On 20 October last, the North/South Ministerial Council (NSMC) transport sectoral meeting discussed progress on the Dublin-Belfast rail link including a submission jointly prepared by the Centre for Cross Border Studies and the Joint Business Council that dealt with future development of the service. NSMC officials were asked to discuss the issues raised with the two operating companies who will be invited to respond in a presentation to the next NSMC transport meeting, in February.
Ministers were informed of the intention of Northern Ireland Railways to provide an additional Enterprise halt at Lisburn, subject to provision of facilities. However, this would not be viewed as a welcome development from the perspective of users who are concerned at the lengthy journey time between Dublin and Belfast which now compares very poorly with the road option.

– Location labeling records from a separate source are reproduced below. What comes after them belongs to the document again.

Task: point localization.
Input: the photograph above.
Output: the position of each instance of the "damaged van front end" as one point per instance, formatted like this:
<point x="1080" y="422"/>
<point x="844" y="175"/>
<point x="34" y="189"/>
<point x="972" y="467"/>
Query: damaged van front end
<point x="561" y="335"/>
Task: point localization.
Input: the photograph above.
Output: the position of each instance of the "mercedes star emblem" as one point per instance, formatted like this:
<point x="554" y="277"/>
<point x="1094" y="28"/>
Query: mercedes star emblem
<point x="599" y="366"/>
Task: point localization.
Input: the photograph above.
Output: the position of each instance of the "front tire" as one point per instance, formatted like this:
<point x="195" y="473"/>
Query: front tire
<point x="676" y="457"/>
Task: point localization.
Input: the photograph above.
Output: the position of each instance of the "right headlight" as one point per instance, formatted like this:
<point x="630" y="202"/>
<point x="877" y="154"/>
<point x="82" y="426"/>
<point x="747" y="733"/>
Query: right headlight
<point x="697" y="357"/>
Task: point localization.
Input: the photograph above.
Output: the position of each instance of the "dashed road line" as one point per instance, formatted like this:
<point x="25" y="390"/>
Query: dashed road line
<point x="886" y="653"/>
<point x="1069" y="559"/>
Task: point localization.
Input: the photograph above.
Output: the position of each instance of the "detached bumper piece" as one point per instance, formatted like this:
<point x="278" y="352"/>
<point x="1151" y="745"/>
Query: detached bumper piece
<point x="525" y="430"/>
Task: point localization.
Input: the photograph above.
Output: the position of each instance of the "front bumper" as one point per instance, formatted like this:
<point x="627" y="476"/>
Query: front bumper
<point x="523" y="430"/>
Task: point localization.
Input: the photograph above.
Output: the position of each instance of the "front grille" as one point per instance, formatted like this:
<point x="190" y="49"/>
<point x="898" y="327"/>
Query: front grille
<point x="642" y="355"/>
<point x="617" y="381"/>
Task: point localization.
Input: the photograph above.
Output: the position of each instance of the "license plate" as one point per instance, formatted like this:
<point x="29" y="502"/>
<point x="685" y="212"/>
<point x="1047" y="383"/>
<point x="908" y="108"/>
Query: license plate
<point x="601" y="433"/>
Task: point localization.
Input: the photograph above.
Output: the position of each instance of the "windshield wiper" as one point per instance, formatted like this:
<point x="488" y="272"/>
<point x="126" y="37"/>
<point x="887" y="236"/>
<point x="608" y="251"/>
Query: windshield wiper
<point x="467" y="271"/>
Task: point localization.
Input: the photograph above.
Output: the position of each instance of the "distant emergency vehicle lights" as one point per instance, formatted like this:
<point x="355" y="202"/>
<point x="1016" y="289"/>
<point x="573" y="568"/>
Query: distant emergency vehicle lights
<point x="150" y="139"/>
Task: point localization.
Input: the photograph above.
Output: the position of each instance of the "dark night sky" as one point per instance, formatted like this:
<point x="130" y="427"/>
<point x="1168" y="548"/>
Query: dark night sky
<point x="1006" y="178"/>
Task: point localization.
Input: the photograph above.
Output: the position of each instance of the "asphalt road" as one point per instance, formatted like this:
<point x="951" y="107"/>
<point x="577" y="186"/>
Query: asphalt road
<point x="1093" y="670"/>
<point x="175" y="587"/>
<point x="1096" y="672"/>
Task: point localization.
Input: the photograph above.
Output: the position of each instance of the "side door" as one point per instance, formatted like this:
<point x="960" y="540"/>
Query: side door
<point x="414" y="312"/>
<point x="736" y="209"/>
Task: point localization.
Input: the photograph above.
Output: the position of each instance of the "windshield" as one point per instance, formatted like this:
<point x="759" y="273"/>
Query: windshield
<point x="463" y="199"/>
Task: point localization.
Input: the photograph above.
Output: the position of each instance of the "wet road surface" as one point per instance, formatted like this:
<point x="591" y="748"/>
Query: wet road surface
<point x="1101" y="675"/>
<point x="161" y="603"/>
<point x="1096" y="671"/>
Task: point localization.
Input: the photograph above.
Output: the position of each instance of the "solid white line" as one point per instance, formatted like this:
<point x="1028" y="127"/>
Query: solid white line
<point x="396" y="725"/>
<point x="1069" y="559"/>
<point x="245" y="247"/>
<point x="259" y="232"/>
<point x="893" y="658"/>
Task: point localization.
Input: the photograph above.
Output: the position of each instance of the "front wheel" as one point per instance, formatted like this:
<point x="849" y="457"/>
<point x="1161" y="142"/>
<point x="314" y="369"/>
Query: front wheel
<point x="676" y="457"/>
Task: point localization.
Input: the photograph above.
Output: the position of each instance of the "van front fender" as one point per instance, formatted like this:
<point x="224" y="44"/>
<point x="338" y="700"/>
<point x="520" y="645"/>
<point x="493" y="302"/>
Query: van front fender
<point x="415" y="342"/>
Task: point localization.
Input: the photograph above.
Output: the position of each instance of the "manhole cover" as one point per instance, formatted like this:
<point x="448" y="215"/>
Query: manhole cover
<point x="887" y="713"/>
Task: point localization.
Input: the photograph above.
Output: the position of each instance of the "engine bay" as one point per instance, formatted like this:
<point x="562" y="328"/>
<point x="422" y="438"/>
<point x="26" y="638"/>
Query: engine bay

The joint submission argues for a different approach based on reducing the number of stops from four down to two which would reduce journey times by 15 minutes at no extra cost. The benefit to users of an additional stop is questionable, particularly as Lisburn is so close to Portadown. If this plan is adopted, the average gap between stations served in Northern Ireland will be reduced to only 12 miles, compared to 25 in the Republic.
The main thrust of the joint submission relates to the scope for securing short- term improvements which could deliver significant speed improvements at low cost. The long-term potential in terms of the development of a high speed continental-style service linking Belfast, Dublin and Cork is also addressed.
This opportunity is linked with development by 2020 of the Dublin rail interconnector tunnel linking Heuston and Connolly stations. This link will be electrified as its principal focus is on extension of the Dart service to Kildare. However it is critically important in terms of functionality that the ability to support high speed inter-city services be provided.
As pointed out by the IBEC-CBI Joint Business Council submission, the long- term trend of strong growth in cross- border road traffic, combined with rail usage figures, would appear to indicate that the Dublin-Belfast rail line’s share of cross-border trips is being eroded. Ongoing improvements on the M1 road corridor seem set to reduce journey time and increase the attractiveness of the journey by road further.
There is growing concern that the rail line is becoming less efficient and punctual, in part due to the ageing rolling stock and losing customers as a consequence. The collapse of the Malahide rail viaduct in August 2009 – followed by a three-month closure – cast a harsh light on the line’s safety standards.
As a result, a group of regular users of the service and interested organizations came together for two seminars in Belfast and Dublin in March and May 2010 (at which Iarnród Éireann and Translink were also represented) to highlight both the key issues which need immediate attention to prevent the further deterioration of the service and the potential for future development.
The Dublin-Belfast rail link currently falls significantly short of a modern inter-city rail service. There are only eight trains each way per day. These take two hours 10-15 minutes end-to-end. There are also long gaps between services during key parts of the day which is a significant disincentive for business or regular travellers, as is a timetable without any arrival times before 9am in Dublin or 9.45am in Belfast.
In this sense, the service compares unfavourably with both the Dublin-Cork line, which has an hourly service, and indeed all other major lines into Dublin which have at least one train arriving in Dublin before 9am.
There is a particular issue of Enterprise trains approaching Dublin having to slot in behind DART suburban services because of the limited track available, usually arriving 10-15 minutes late as a result. Thus a poorly timetabled two-hourly service and frequent punctuality issues combine to produce a service which is unacceptable, particularly from a business point of view.
The next NSMC transport meeting is scheduled for February.